From her career as a ballerina to the death of her mother, Lanyi speaks about her unique journey to medical school with enthusiasm. She is confident that each experience has brought her to this point.
“The transition from dance to medical school gave me a new strength and confidence. This is a totally new challenge and that’s exactly what my mom would’ve wanted for me,” Lanyi said.
“She was a breath of fresh air. She was strong, smart and had an amazing work ethic,” Lanyi said of her mother. “And while she loved how passionate I was about dance, she always reminded me of my love for science.”
Lanyi began her first day of class on July 30 — her mother’s birthday.

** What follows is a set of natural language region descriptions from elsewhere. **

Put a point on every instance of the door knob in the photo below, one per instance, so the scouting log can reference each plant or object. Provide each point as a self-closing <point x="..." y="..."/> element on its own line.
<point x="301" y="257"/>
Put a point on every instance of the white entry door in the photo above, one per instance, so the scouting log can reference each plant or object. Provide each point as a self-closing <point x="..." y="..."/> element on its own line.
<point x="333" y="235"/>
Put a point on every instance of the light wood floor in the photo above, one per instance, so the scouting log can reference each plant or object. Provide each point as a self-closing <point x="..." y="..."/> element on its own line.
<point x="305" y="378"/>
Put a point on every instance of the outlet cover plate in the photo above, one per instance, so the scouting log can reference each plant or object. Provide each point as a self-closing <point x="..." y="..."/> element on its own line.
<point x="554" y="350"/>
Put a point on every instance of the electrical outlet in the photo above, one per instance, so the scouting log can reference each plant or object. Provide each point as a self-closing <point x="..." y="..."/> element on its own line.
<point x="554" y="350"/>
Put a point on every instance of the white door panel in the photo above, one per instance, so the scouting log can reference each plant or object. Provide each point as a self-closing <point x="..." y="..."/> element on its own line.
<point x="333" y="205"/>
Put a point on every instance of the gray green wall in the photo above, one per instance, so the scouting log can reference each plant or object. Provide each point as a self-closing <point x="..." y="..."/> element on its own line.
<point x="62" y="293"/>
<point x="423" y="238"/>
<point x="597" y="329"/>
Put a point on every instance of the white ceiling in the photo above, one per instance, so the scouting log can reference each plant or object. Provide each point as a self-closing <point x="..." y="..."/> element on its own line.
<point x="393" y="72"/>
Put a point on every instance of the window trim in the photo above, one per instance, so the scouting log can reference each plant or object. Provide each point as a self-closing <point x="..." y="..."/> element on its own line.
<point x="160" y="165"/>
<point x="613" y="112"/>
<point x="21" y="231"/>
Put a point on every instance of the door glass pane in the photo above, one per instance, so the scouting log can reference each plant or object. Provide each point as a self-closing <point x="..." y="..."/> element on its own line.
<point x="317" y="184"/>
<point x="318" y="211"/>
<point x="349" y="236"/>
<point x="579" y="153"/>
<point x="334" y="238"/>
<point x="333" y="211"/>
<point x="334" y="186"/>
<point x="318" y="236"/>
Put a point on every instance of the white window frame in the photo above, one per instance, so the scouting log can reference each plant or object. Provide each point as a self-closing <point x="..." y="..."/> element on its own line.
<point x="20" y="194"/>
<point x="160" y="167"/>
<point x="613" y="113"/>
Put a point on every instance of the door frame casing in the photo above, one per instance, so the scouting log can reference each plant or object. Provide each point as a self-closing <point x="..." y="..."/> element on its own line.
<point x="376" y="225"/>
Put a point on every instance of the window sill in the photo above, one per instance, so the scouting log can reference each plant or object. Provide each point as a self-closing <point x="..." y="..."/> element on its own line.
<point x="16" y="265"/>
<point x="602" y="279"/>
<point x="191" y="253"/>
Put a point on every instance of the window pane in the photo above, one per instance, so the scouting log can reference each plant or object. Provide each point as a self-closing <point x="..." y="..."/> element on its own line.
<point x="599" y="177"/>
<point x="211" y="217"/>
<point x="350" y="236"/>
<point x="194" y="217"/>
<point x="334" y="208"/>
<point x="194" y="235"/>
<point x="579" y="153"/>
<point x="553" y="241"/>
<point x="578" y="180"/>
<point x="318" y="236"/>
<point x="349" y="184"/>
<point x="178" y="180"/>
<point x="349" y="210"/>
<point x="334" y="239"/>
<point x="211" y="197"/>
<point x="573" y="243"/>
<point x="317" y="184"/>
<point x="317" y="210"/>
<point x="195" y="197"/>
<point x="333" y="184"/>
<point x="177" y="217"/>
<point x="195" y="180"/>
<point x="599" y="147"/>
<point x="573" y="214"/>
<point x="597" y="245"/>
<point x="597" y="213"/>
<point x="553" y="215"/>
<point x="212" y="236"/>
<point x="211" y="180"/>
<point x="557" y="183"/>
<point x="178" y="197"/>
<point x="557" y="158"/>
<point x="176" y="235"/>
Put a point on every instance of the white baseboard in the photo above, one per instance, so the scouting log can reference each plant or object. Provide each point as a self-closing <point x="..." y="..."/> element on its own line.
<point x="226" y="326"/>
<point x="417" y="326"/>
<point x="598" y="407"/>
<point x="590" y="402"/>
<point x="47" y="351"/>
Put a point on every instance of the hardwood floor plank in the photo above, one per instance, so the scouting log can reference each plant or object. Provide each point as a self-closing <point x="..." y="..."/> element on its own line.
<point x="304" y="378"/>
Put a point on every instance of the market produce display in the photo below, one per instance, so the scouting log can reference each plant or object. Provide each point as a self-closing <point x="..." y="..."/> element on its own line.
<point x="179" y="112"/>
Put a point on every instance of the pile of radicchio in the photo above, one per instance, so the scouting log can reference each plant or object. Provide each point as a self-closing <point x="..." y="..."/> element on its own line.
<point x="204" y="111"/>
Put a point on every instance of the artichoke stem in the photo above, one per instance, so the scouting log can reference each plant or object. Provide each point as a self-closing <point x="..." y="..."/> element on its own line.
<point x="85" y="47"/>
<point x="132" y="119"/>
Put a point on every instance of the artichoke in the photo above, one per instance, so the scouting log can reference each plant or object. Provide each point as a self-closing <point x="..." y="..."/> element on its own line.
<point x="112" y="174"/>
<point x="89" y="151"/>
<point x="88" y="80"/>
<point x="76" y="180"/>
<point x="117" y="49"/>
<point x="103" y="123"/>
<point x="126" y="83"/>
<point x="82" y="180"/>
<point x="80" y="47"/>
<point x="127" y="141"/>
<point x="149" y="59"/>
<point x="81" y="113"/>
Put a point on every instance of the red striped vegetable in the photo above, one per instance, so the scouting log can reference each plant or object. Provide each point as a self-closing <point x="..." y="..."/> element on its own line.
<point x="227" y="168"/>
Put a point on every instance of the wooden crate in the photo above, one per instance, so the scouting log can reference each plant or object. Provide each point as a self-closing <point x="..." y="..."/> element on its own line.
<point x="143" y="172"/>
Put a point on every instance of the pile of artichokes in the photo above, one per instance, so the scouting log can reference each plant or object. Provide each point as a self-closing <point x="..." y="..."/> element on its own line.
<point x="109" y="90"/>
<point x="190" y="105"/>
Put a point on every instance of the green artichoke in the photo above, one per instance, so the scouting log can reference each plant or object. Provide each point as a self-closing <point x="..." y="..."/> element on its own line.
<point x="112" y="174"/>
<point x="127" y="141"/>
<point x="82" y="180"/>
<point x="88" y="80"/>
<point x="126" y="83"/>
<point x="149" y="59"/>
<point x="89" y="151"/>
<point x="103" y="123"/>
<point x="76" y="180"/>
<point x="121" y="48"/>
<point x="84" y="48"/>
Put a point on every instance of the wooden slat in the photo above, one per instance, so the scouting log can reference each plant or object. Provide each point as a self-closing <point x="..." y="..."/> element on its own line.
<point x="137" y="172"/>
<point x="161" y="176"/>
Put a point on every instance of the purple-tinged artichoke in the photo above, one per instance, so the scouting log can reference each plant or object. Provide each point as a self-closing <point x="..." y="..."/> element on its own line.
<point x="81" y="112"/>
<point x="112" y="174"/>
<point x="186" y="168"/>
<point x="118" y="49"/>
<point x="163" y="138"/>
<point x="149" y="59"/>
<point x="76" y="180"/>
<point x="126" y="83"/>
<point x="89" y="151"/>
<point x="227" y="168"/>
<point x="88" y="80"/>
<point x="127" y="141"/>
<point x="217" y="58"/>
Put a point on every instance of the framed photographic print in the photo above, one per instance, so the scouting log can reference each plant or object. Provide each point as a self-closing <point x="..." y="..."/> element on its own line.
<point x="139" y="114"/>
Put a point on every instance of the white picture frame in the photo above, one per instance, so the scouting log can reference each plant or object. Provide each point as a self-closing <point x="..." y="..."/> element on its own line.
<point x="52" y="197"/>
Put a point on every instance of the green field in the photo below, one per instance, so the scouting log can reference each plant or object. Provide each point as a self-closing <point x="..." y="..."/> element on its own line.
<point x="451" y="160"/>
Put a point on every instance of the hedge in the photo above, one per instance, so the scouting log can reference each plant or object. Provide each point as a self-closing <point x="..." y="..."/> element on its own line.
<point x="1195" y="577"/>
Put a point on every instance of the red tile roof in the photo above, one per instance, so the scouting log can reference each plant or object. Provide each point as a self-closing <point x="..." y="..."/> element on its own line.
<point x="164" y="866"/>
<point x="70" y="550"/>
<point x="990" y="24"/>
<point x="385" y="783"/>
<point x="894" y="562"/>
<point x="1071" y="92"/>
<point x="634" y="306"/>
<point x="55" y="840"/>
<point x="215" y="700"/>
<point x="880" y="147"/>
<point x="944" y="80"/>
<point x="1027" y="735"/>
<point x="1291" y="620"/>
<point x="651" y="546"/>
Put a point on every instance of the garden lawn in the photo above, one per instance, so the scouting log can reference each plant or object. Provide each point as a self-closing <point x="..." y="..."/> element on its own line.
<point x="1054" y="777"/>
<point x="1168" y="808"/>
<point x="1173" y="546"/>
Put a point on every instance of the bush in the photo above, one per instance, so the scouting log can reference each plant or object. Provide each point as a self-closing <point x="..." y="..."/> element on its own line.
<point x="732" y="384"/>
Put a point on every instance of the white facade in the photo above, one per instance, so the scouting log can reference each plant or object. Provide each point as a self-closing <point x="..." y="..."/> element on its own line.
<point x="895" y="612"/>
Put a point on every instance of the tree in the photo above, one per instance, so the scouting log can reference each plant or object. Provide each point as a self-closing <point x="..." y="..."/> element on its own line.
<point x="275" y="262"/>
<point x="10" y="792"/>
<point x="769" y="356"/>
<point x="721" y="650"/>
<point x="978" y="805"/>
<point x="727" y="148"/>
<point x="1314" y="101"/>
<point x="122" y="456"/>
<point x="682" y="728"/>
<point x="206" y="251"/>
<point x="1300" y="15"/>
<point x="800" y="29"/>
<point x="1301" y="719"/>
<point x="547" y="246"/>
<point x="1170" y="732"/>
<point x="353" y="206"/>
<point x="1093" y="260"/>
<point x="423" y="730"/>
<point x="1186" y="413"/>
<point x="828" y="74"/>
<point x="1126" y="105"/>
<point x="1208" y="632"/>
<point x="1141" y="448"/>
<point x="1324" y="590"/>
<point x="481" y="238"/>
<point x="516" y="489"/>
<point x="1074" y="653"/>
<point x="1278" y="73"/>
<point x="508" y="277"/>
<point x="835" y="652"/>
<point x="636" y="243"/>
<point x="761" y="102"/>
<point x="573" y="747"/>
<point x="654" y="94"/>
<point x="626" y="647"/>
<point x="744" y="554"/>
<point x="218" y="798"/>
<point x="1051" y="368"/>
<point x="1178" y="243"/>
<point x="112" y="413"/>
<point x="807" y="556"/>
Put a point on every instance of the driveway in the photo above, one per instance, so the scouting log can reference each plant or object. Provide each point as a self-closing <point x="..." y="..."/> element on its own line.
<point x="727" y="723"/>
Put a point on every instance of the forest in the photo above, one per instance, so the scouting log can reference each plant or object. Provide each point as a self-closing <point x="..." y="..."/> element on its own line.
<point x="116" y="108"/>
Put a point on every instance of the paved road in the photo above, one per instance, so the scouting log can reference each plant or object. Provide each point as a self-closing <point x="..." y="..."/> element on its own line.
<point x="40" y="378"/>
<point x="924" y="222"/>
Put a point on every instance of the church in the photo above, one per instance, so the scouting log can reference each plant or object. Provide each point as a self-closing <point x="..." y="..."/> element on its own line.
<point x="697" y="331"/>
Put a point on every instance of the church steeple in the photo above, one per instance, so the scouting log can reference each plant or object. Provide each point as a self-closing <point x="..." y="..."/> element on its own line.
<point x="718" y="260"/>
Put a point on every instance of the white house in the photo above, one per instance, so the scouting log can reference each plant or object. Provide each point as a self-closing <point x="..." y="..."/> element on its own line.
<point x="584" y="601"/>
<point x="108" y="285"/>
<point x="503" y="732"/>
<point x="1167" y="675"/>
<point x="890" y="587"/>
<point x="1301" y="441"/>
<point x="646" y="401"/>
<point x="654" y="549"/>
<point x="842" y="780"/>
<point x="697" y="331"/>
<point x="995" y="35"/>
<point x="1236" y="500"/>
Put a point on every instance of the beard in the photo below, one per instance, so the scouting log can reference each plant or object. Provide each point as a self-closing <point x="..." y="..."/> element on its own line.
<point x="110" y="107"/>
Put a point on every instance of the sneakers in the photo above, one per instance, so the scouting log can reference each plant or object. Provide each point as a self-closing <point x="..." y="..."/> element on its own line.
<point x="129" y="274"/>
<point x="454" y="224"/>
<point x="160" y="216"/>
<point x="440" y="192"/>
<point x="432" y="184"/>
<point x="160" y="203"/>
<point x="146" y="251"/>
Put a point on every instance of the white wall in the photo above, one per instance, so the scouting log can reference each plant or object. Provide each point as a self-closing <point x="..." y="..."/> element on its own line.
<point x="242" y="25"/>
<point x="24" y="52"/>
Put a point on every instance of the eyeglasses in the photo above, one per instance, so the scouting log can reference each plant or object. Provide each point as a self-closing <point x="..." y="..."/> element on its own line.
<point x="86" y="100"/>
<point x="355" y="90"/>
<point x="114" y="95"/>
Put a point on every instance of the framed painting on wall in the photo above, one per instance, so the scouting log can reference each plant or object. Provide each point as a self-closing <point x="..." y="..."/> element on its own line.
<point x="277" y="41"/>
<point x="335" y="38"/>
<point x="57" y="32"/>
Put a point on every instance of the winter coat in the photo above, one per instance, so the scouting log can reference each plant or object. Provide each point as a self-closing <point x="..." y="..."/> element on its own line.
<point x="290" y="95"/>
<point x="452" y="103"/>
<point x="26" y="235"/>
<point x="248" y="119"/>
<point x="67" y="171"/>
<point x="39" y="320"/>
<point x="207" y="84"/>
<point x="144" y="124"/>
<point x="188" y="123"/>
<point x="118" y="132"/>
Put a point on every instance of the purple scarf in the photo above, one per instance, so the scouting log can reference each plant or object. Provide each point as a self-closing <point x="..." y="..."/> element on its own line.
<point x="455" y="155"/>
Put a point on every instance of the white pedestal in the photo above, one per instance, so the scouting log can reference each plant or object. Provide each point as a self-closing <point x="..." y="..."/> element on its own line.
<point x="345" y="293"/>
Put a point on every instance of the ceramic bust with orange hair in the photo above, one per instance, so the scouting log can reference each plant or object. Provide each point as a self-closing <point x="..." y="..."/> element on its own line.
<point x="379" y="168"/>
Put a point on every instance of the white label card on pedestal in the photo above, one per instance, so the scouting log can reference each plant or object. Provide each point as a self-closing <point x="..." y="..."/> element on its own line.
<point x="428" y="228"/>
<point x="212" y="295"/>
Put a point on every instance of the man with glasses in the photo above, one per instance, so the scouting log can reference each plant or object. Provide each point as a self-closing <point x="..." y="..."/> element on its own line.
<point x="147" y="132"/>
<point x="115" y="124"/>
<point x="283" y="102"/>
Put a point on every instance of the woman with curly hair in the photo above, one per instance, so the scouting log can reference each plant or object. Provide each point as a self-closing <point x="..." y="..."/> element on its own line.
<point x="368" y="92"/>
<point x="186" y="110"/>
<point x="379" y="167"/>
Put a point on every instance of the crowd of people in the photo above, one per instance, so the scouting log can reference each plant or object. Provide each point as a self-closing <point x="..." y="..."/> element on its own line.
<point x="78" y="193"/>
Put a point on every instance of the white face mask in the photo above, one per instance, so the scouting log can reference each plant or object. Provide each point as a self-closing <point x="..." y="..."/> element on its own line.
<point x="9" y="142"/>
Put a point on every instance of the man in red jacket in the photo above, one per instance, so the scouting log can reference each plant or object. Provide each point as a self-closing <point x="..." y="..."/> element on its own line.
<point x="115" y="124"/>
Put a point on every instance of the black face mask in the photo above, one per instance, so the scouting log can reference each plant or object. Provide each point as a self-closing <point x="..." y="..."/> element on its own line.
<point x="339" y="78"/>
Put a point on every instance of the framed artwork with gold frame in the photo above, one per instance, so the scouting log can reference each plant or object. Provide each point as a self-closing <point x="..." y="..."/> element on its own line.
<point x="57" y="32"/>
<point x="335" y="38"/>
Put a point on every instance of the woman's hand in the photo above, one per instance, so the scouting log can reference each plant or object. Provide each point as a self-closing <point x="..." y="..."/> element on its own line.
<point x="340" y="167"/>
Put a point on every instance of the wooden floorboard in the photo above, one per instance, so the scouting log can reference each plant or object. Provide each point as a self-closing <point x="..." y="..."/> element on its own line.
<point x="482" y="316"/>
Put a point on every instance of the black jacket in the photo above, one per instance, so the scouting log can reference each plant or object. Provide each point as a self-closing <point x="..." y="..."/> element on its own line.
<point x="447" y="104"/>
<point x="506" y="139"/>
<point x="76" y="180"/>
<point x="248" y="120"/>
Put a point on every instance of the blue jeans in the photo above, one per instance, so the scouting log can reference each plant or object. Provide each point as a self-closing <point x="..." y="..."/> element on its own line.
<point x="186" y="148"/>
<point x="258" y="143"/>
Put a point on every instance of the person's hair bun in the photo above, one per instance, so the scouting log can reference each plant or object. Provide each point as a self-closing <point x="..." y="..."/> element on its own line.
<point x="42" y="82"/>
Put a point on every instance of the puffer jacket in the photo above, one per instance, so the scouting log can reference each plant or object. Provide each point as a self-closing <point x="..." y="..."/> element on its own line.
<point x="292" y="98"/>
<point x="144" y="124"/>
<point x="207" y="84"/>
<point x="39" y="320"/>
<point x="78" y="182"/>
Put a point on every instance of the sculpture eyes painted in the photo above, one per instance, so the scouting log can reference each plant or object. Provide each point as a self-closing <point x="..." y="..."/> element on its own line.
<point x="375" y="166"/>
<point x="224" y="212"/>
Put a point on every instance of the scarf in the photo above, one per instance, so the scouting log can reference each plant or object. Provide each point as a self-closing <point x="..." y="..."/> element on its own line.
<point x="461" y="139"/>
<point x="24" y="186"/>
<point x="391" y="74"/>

“She is with me. I know it,” Lanyi said.
Sam Kraus, Lanyi’s classmate, comes from a family of VCU alumni: his grandfather, Harry Kraus Sr., graduated from the Medical College of Virginia in 1955; his father, Harry Kraus Jr., graduated from VCU in 1986; and his brother Evan Kraus, graduated from the VCU School of Medicine in 2017.
Even with the strong family background in medicine, Kraus said he never felt pressure to become a doctor.
“My family wanted to make sure it was what I really wanted to do, but even when I explored other options I always felt a pull back to medicine,” Kraus said.
When Kraus was in the third grade, his family moved to Kenya, where his father was a medical missionary. After graduating high school in Kenya, Kraus went on to study public health at the University of Virginia. His passion for people was sparked in Kenya, a society where relationships are of most importance.
“In a lot of other cultures, relationships are currency. Meaning you are rewarded by the gratifying relationships you have with others. I’m excited to have those relationships with people in medicine,” he said.
‘It felt like I was coming home’
While Kraus didn’t feel pressure to become a doctor, he did feel pressure to attend VCU. “After three generations, my family loved their time at VCU and they still have such high regard for this school,” he said.
However, it wasn’t legacy that made him decide on VCU; it was a set of shared values. VCU’s commitment to people and service are the commonalities that stood out during the medical school interview and confirmed his decision to go to VCU, he said.
“There was a lot of focus on our capacity to empathize and be compassionate with others,” Kraus said. “When I interviewed, it just clicked: I was talking to people who were similar minded in service. It felt like I was coming home.”
Kraus said he is both honored and intimidated by the white coat ceremony.
“I’ve worked hard to get here but this white coat ceremony is a symbol of my dedication to the long journey ahead,” he said.
He believes there are two types of medical students, the first are those who say, “medical school is so difficult I feel like I’m drowning.” The second are those who say, “medical school is difficult and it’s exactly what I want to be doing.” As he completes his first week of classes, he hopes to have the latter perspective.
His long-term goal is to practice medicine in a developing country for part of his career because for Kraus, being a doctor — like being a missionary — is about service with compassion.
“When people ask what kind of doctor I want to be, I say, ‘a good one,’” Kraus said. “And being a good doctor is just as much about compassion and service as it is about competence.”
Reciting the Hippocratic Oath at the white coat ceremony, he said, was a deeply moving moment.
“I became a little emotional and inspired saying the oath alongside so many other physicians in the room that have devoted their lives to medicine, including my father,” Kraus said.
“It made me recognize the weight of my decision to practice medicine, serve my community, and commit to the service of others,” she said. “I cannot wait for the many challenges and rewards the following years will bring.”